Bebe Barron was a founding member and the first Secretary of the Society for Electro-Acoustic Music in the United States from 1985 to 1987. They awarded her with a lifetime achievement award in 1997.

In 2000, she was invited to create a new work at University of California, Santa Barbara, using the latest in sound generating technology to collect sounds there. From October through early November 2000, she did all the actual composing in Jane Brockman's Santa Monica studio with Brockman serving as recording engineer. The sounds collected at UCSB were imported into Digital Performer on a Macintosh computer and organized to create Bebe's final work, Mixed Emotions.

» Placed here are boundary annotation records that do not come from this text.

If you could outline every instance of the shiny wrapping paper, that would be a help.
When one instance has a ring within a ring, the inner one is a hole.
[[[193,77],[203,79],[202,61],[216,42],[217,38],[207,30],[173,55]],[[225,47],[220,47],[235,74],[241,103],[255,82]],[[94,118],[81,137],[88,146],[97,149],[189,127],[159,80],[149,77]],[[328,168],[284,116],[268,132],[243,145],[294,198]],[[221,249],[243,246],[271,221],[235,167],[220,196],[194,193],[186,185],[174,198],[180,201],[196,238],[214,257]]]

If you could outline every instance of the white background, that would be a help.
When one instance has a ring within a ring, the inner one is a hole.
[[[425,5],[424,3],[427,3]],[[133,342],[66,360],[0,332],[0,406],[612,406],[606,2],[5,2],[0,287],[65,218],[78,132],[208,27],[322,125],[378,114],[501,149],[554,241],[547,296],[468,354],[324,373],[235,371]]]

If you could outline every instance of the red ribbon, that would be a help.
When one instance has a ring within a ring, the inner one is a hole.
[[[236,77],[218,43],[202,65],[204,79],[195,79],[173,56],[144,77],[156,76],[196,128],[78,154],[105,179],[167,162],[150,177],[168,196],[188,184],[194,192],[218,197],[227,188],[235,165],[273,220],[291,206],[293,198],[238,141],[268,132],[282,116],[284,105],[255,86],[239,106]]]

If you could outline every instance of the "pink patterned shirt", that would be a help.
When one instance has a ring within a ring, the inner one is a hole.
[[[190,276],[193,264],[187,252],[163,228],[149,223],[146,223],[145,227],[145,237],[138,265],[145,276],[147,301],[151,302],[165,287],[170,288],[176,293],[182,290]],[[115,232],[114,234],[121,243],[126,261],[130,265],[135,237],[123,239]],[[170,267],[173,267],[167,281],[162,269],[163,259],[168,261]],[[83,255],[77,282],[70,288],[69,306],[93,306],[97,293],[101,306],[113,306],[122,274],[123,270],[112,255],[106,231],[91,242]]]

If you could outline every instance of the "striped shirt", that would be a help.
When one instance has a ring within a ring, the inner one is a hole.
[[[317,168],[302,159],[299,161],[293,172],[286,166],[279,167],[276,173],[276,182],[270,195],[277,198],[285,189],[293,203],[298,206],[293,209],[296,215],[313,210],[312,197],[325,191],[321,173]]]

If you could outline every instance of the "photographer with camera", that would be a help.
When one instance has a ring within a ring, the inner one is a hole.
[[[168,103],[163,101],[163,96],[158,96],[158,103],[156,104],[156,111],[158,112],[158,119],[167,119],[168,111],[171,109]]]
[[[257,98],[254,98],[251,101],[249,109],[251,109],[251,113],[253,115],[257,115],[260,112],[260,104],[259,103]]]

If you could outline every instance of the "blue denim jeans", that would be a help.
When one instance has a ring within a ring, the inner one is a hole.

Bebe Barron remarried in 1975, Louis died in 1989, and Bebe died April 20, 2008.

==Quotations==
- "[Barrons' music sounds like] a molecule that has stubbed its toes." — From the Diary of Anais Nin, Volume 7 (1966-1974).

==Works==

- Heavenly Menagerie (1951–52) Tape
- Bells of Atlantis (1952) Film score
- For an Electronic Nervous System (1954) Tape
- Miramagic (1954) Film score
- Forbidden Planet (1956) Videotape; Laserdisc MGM/UA Home Video, 1991; 2-DVD Warner edition, 2006
- Jazz of Lights (1956) Film score
- Bridges-Go-Round (1958) one of two alternative soundtracks, the other composed by Teo Macero
- Crystal Growing (1959) Film score
- Music of Tomorrow (1960) Tape
- The Computer Age (1968) Film score
- Louise Huebner's Seduction Through Witchcraft (1969) Spoken word by Louise Huebner, Music by Louis and Bebe Barron; Warner Bros. - Seven Arts Records – WS 1819
- Time Machine (1970) on Music from the Soundtrack of 'Destination Moon' and Other Themes, Cinema Records LP-8005
- Space Boy (1971) Tape; revised and used for film of same name, 1973
- What's The Big Hurry? (1974), Sid Davis Productions, driver's education film
- More Than Human (1974) Film score
- Cannabis (1975) Film score
- The Circe Circuit (1982) Tape
- Elegy for a Dying Planet (1982) Tape
- New Age Synthesis II on Totally Wired (1986) Pennsylvania Public Radio Associates Cassette Series
- Mixed Emotions by Bebe Barron (2000) CD

==Notes==
1. Speeding up and slowing down the tape in effect changed the pitch of the recorded material and individual sounds.
2. Manual synchronization was accomplished by actually counting out loud "one-two-three-go" and pushing the play back buttons at the same time. Precise synchronization was not necessary in composing atmospheric music.
3. Quoted from the sleeve notes of the Forbidden Planet soundtrack. See References.